Archive for March, 2005

23 Martii 2005

ACRL Blog People Dinner

Okay, it’s only two weeks to ACRL—who wants to do dinner with the Blog People?

I’m willing to do the heavy lifting as far as picking a venue out of choices sent to me, maybe finding folks rides, and so on. I need you folks to recommend vegetarian-friendly restaurants (I know nothing about the Twin Cities except the airport layout), pick a date (Thursday, Friday, or Saturday), and publicize the resulting event to more-popular library weblogs than mine (most of them, that is).

If you can help with any of these things, or have a strong feeling about the date, drop me a line, won’t you? If you only want to be kept in the loop, just watch this space for now; whether there’s interest or not, I’ll post again.

Not my day

This is obviously not my day to do an annotated bibliography.

I desperately want an article from volume 29 number 3 of a journal called Program. It is exactly on point, and better yet, it’s a summary article that could lead to more bibliography.

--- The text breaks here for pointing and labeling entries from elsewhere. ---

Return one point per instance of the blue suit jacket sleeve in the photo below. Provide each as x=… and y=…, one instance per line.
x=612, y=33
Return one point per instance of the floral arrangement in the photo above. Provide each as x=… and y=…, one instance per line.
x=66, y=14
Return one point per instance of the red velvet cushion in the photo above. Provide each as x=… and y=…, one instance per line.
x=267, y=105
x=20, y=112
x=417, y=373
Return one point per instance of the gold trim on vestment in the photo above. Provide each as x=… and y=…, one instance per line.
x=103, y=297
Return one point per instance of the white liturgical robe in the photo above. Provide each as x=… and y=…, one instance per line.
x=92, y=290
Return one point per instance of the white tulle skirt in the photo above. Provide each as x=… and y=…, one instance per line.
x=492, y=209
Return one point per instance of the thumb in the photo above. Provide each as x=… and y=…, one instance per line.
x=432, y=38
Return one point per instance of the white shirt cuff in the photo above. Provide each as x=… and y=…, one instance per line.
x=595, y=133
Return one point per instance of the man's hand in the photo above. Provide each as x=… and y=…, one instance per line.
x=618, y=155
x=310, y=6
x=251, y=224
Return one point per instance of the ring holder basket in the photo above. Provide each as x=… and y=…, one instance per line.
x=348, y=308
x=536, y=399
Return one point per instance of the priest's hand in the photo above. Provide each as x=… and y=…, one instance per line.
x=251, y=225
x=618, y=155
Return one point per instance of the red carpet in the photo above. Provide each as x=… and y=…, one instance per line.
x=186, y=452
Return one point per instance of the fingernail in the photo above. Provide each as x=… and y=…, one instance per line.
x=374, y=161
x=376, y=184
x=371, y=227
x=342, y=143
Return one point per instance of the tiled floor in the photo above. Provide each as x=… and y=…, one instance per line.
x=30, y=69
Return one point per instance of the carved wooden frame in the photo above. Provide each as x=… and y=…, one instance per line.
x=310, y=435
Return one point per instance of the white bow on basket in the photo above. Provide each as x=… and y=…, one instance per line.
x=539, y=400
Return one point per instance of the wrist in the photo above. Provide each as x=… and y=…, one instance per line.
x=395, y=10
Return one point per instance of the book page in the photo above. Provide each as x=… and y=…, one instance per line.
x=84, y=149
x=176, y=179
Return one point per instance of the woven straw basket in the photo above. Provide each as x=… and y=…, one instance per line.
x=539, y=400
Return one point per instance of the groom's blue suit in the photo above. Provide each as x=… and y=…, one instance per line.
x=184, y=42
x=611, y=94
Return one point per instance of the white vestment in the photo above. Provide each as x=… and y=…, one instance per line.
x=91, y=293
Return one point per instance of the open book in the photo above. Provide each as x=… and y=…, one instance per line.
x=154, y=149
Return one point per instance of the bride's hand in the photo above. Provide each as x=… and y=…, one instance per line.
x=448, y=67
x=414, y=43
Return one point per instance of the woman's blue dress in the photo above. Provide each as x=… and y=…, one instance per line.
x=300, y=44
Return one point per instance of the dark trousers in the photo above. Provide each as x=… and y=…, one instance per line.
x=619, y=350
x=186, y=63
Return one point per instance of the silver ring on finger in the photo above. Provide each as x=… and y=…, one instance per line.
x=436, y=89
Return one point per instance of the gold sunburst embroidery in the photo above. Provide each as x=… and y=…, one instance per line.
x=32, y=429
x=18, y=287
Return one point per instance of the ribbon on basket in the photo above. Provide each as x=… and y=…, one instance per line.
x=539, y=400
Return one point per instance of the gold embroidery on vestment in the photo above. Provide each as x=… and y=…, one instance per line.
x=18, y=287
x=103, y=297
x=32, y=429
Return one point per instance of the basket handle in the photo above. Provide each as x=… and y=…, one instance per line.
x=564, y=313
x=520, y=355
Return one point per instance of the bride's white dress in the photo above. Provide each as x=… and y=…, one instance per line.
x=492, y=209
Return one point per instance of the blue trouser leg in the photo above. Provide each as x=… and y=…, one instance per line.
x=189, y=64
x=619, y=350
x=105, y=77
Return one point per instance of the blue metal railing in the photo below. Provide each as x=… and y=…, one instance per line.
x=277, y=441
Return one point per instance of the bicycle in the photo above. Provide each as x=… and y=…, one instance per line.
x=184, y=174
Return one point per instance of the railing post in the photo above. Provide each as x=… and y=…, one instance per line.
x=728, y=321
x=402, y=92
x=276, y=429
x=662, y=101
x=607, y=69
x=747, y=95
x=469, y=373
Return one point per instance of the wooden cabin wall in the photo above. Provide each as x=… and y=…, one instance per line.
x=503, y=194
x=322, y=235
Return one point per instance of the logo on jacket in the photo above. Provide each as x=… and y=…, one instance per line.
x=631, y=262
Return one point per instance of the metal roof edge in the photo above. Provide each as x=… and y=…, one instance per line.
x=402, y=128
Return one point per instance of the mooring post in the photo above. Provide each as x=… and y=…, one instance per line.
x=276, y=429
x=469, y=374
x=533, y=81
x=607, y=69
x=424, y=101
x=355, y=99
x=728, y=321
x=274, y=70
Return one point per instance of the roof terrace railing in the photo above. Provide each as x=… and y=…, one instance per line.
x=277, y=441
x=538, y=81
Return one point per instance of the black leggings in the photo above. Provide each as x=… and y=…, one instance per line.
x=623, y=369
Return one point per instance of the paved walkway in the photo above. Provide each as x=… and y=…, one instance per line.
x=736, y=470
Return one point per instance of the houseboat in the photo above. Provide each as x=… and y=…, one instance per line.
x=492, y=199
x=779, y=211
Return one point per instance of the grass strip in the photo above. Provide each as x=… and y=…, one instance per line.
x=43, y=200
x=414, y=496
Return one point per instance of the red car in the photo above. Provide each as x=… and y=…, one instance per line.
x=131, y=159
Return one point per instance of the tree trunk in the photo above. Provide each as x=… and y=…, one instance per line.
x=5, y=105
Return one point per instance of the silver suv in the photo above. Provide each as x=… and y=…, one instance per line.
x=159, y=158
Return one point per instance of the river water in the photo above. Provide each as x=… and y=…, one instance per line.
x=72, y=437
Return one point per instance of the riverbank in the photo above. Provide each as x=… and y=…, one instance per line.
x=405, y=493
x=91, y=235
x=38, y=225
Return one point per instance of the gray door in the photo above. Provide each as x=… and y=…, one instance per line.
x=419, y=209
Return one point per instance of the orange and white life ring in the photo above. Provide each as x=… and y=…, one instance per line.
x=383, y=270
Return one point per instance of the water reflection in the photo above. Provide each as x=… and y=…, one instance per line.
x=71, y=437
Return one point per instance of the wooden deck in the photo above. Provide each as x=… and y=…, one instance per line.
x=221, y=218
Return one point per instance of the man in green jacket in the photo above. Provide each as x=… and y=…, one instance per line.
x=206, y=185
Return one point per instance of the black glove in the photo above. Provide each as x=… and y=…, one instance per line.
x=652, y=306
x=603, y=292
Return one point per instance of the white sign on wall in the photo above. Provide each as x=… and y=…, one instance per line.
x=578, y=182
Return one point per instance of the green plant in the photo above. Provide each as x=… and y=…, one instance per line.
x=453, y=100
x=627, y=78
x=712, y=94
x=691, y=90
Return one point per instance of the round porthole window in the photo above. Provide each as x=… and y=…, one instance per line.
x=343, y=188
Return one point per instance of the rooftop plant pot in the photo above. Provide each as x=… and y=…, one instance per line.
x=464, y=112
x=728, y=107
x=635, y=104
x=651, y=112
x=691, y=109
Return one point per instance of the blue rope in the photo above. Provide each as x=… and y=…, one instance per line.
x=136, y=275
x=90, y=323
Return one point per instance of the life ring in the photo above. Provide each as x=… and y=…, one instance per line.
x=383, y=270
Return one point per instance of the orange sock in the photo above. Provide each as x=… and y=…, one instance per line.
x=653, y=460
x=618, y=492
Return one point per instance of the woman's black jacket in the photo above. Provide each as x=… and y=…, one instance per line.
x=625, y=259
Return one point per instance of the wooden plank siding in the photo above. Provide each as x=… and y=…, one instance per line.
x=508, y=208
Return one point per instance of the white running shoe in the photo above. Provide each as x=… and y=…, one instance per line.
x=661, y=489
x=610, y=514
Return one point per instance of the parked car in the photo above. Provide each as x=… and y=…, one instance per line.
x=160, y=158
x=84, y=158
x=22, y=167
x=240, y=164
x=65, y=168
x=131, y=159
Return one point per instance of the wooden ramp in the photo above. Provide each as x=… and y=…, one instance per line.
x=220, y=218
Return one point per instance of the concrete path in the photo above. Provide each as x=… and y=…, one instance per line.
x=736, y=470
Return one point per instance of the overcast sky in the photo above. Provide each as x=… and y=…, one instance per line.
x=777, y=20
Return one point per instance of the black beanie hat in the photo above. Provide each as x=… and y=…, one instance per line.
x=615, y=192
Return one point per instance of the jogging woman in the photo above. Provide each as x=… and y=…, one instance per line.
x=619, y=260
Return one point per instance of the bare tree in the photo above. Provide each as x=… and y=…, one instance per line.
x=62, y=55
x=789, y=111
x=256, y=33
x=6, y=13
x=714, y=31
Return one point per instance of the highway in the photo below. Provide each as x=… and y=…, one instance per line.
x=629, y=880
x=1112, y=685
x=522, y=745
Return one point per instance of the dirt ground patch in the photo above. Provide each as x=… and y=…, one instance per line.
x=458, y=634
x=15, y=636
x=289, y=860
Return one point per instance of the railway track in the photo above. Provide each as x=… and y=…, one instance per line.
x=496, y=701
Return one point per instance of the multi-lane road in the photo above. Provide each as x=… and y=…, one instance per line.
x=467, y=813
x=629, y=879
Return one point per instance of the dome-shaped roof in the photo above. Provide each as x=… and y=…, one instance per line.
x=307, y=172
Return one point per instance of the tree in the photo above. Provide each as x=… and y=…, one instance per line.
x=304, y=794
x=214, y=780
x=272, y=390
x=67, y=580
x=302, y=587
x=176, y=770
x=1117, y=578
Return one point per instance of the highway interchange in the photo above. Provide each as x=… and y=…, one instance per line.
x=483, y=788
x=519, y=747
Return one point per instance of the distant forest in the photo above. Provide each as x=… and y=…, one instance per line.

First of all, may I say that Program is a horrible, horrible journal name, impossible to find in a catalogue because of all the damned conference proceedings that use it as a title? I may say that? Oh, good. I say that. Because I had to wade through a metric ton of junk before I found the OPAC listing for the journal, and I almost missed it.

The SLIS library has bound volumes of the journal for quite a few years, but it is missing 29:3. Okay, okay, so we’ll try for online full-text. Wilson doesn’t have it. Emerald doesn’t have it. Nobody has it. Well, that’s just peachy, that is.

I’ll have to haul my rear over to Memorial to find it. And I will, because unfortunately it is exactly what I need. But as much as I love libraries, sometimes I just hate ’em.

ETA: Whew, that’s done. I did find the Program article, but I gave up on one almost as good because it’s in a journal that changed its name three times and is shelved in three different places, and who needs the tsuris, really? I expect I’m going to get gigged on currency because I don’t have much stuff newer than 2000, but so be it. I did find good stuff.

22 Martii 2005

Tomorrow’s plan

Heading down to campus tomorrow to work on this annotated-bibliography thing. I’ll be happiest if it’s done at the end of the day, but I’ll settle for whacking a sufficiently large hole in it. Did my initial DIALOG searches tonight; tomorrow is for chasing stuff down, reading it, annotating the good ones, and noting cites to do “who cited this?” checks on if I don’t find enough good articles from the first searches. (Social SciSearch. It’s the stuff, you bet.)

I note with no small amusement that I’m going to use the paper journals rather than full-text online whenever possible—yes, me, Ms. Electronic Text. I know where all the journals are in the SLIS library; they’re in a very small physical space. I can haul the Silver Surfer to campus, dig up and flip through dozen print articles off my DIALOG list, and annotate the good ones in much less time than it typically takes to navigate umpteen bloody database screens to get to full-text.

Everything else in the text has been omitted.